Alert

March 17, 2025

Texas Bill Would Cap Sales-Based Financing "Interest" at 18% a Year

The Texas Legislature is considering a bill to regulate sales-based financing transactions. If passed, Senate Bill 2677 would be the first in the nation to cap the cost of sales-based financing. The bill would define the term "sales-based financing" to mean a transaction that is repaid by the recipient to the provider of the financing as a percentage of sales or revenue, in which the payment amount may increase or decrease according to the volume of sales made or revenue received by the recipient or according to a fixed payment mechanism that provides for a reconciliation process that adjusts the payment to an amount that is a percentage of sales or revenue. Unlike other laws regulating sales-based financing, the bill does not include an exemption for low-volume providers. If enacted, the bill would take effect on September 1, 2025, except for the broker registration requirement, which would take effect on January 1, 2026.

Under S.B. 2677, fees and charges paid or charged under a sales-based financing transaction count as interest under state usury law, regardless of the amount financed. Texas's usury cap adjusts between 18% and 28% and is currently 18%, according to the website of the Texas Office of Consumer Credit Commissioner. Because the bill does not require disclosure of an APR or interest rate, it is unclear how the interest rate of a sales-based financing transaction would be determined for usury purposes.

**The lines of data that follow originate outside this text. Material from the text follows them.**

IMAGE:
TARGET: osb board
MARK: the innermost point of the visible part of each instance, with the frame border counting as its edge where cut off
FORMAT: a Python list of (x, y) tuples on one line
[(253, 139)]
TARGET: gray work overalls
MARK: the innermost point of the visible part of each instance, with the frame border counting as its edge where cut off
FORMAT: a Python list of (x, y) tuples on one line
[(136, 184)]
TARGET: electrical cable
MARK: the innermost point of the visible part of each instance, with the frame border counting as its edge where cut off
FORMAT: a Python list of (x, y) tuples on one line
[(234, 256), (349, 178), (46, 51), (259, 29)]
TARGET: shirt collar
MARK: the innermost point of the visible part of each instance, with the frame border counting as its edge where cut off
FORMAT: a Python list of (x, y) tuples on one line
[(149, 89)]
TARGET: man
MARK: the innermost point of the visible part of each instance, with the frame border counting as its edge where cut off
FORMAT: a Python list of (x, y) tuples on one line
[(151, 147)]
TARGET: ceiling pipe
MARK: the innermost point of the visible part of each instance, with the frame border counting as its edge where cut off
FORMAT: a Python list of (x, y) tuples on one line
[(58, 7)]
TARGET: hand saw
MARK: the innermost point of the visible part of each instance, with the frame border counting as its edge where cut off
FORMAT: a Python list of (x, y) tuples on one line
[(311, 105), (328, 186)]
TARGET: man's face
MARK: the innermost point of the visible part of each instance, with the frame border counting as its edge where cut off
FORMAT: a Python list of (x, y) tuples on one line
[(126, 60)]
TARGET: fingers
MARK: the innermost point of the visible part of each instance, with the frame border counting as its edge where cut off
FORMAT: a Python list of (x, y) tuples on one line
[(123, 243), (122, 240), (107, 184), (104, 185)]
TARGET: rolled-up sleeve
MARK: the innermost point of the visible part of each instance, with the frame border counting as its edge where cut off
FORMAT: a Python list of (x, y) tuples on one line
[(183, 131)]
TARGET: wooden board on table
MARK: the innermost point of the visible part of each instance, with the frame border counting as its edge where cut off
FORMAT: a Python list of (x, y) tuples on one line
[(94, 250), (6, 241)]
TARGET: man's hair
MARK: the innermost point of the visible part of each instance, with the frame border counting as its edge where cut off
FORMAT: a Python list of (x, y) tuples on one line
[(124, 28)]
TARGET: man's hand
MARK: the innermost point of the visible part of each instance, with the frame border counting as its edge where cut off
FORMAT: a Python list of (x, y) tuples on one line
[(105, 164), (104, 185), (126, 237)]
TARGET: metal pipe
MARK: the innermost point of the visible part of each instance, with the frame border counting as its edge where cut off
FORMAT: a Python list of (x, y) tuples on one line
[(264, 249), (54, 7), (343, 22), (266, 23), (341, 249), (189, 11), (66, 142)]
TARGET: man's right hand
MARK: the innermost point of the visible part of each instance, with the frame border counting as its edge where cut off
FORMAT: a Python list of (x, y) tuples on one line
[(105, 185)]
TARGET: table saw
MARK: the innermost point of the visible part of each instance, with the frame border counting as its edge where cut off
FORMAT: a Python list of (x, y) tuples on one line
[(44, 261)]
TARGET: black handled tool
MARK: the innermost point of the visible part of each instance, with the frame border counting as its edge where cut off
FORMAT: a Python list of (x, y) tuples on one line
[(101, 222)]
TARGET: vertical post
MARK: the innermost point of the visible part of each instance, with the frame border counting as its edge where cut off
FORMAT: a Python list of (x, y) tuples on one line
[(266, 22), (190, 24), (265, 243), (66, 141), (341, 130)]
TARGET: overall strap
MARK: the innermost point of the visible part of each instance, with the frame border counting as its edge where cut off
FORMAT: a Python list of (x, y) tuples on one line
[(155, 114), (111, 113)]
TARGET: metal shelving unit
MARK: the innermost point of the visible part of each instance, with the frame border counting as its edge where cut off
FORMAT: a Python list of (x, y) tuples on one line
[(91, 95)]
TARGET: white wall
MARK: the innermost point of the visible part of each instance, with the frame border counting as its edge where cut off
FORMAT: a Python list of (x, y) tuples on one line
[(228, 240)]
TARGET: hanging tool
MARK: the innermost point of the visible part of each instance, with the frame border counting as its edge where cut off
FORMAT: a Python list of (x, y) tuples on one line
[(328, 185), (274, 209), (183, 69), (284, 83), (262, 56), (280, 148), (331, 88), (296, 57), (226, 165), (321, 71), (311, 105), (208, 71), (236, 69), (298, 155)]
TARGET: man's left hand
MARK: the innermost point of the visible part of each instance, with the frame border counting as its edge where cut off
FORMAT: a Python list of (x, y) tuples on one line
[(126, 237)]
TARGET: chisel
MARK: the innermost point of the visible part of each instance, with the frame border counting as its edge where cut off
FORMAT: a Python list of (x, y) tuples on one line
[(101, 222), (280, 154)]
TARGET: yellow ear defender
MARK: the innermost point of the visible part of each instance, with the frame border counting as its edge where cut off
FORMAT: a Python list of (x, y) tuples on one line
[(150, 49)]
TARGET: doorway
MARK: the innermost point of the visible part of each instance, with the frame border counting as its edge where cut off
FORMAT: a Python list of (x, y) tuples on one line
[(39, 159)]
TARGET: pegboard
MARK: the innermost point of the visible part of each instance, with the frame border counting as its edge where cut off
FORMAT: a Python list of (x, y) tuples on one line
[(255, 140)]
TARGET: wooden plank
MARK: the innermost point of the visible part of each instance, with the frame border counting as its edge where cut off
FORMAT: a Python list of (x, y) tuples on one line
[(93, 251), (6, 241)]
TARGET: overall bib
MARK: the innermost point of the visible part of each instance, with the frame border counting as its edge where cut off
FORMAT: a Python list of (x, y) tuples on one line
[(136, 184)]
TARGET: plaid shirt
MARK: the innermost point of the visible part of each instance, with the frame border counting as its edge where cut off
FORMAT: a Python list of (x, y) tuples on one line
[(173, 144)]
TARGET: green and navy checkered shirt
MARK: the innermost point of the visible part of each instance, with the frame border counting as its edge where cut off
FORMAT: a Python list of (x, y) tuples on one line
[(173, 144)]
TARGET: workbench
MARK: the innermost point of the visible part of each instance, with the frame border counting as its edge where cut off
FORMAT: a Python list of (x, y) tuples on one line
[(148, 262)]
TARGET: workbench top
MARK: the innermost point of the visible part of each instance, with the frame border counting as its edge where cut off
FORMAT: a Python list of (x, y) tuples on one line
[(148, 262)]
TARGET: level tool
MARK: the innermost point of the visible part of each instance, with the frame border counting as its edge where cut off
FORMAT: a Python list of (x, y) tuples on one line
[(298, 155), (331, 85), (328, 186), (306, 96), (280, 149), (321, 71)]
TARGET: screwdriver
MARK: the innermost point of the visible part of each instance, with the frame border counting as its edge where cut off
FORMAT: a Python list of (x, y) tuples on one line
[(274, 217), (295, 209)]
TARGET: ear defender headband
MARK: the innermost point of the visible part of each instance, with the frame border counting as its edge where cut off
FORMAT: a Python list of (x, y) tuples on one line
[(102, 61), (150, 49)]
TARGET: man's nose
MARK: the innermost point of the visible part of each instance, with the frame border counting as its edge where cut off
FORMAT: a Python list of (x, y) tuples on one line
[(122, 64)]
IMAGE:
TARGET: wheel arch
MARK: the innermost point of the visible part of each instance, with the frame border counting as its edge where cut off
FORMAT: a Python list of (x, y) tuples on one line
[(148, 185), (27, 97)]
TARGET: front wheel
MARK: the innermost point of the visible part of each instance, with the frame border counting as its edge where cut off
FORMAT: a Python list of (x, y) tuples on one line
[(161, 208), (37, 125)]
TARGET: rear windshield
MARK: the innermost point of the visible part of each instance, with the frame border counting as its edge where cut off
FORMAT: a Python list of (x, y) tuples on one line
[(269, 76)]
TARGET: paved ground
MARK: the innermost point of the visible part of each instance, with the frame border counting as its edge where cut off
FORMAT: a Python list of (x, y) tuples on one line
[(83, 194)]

The bill specifies that a sales-based financing transaction is not an "account purchase transaction" (account purchase transactions are exempt from Texas usury law), regardless of the amount financed. An account purchase transaction includes factoring and, according to at least one Texas court, sales-based financing agreements. See Express Working Capital, LLC v. Starving Students, Inc., 28 F.Supp.3d 660 (N.D. Tex. June 24, 2014) (explaining that agreements to purchase future credit card receipts were account purchase transactions under Texas law, not loans). As a result, the bill amends Texas law to exclude sales-based financing from this statutory exemption from usury.

Like other laws regulating sales-based financing, S.B. 2677 requires a provider to give certain disclosures to a recipient before consummation of a transaction. The required disclosures include the amount financed, amount disbursed, finance charge, total repayment amount, estimated term, estimated payment schedule, list of non-finance charge fees, finance charges and fees payable upon prepayment, collateral requirements, and (for renewal financing) whether any part of the amount financed will be used to pay down finance charges or prepayment fees on a previous transaction. The bill requires these disclosures for a transaction with an amount financed greater than $500,000.

The bill requires brokers of sales-based financing transactions to register with the Texas Department of Banking and to renew their registrations annually by January 31. The bill does not require financers to register.

The bill provides for a maximum penalty of $10,000 per violation or $100,000 per series of violations. It also declares a violation to be a deceptive trade practice, indirectly granting a private right of action.